What is “CofeeLake” CFL?
The 8th generation Intel Core architecture is code-named “CofeeLake” (CFL): unlike previous architectures, it is a minor stepping of the previous 7th generation “KabyLake” (KBL), itself a minor update of the 6th generation “SkyLake” (SKL). The server/workstation (SKL-X/KBL-X) CPU core saw new instruction set support (AVX512) as well as other improvements – these have not made the transition yet.
Possibly due limited competition (before AMD Ryzen launch), process issues (still at 14nm) and the disclosure of a whole host of hardware vulnerabilities (Spectre, Meltdown, etc.) which required microcode (firmware) updates – performance improvements have not been forthcoming.

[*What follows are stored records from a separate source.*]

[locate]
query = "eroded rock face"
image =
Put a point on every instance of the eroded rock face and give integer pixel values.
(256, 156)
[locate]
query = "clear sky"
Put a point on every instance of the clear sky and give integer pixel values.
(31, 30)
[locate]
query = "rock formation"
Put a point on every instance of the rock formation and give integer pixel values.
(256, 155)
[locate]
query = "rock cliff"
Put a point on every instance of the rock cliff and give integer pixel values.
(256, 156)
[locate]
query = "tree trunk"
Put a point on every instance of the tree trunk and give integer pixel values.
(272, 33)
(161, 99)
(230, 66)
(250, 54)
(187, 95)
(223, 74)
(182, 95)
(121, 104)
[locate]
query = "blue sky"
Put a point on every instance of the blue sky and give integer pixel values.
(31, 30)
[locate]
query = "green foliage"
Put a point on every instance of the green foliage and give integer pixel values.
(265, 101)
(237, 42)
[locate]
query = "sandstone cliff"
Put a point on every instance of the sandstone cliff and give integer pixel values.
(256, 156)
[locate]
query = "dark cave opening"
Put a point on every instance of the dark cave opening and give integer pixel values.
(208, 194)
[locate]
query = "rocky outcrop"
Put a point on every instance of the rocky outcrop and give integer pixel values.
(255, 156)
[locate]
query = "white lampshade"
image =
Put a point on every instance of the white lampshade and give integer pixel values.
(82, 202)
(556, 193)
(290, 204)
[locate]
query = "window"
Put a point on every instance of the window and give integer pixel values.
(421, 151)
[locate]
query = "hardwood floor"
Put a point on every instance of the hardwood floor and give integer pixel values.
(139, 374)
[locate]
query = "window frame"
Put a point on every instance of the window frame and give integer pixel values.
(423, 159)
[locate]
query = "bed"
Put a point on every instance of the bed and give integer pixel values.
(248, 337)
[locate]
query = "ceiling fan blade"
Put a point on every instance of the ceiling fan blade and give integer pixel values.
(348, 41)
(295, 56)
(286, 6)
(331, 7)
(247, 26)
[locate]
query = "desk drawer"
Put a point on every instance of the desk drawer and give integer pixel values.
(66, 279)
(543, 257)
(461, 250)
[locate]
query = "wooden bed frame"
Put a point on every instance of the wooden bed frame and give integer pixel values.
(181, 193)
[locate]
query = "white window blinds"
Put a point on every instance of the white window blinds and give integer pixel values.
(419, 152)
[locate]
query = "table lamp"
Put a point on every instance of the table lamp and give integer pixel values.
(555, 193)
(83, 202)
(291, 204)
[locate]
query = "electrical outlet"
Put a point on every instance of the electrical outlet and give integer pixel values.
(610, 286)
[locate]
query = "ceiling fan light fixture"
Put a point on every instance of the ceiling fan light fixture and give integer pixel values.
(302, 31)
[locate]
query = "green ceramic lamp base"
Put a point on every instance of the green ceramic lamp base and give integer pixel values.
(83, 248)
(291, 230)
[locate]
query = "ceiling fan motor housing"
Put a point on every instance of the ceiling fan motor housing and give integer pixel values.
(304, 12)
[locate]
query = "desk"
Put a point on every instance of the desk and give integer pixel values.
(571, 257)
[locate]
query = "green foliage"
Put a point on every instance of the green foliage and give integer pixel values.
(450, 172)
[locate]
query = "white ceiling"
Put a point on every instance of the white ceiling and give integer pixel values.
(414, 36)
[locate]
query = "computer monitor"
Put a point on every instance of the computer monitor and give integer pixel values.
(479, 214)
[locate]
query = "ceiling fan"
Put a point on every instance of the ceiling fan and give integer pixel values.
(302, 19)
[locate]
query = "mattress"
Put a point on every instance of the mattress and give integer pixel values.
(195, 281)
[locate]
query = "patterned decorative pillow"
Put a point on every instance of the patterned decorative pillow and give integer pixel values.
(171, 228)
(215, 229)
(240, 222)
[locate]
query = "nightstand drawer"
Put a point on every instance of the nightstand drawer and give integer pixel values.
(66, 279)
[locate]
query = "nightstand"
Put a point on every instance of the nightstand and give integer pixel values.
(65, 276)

This is pretty much unprecedented – while some Core updates were only evolutionary we have not had complete stagnation before; in addition the built-in GPU core has also remained pretty much stagnant – we will investigate this in a subsequent article.
However, CFL does bring up a major change – and that is increased core counts both on desktop and mobile: on desktop we go from 4 to 6 cores (+50%) while on mobile (ULV) we go from 2 to 4 (+100%) within the same TDP envelope!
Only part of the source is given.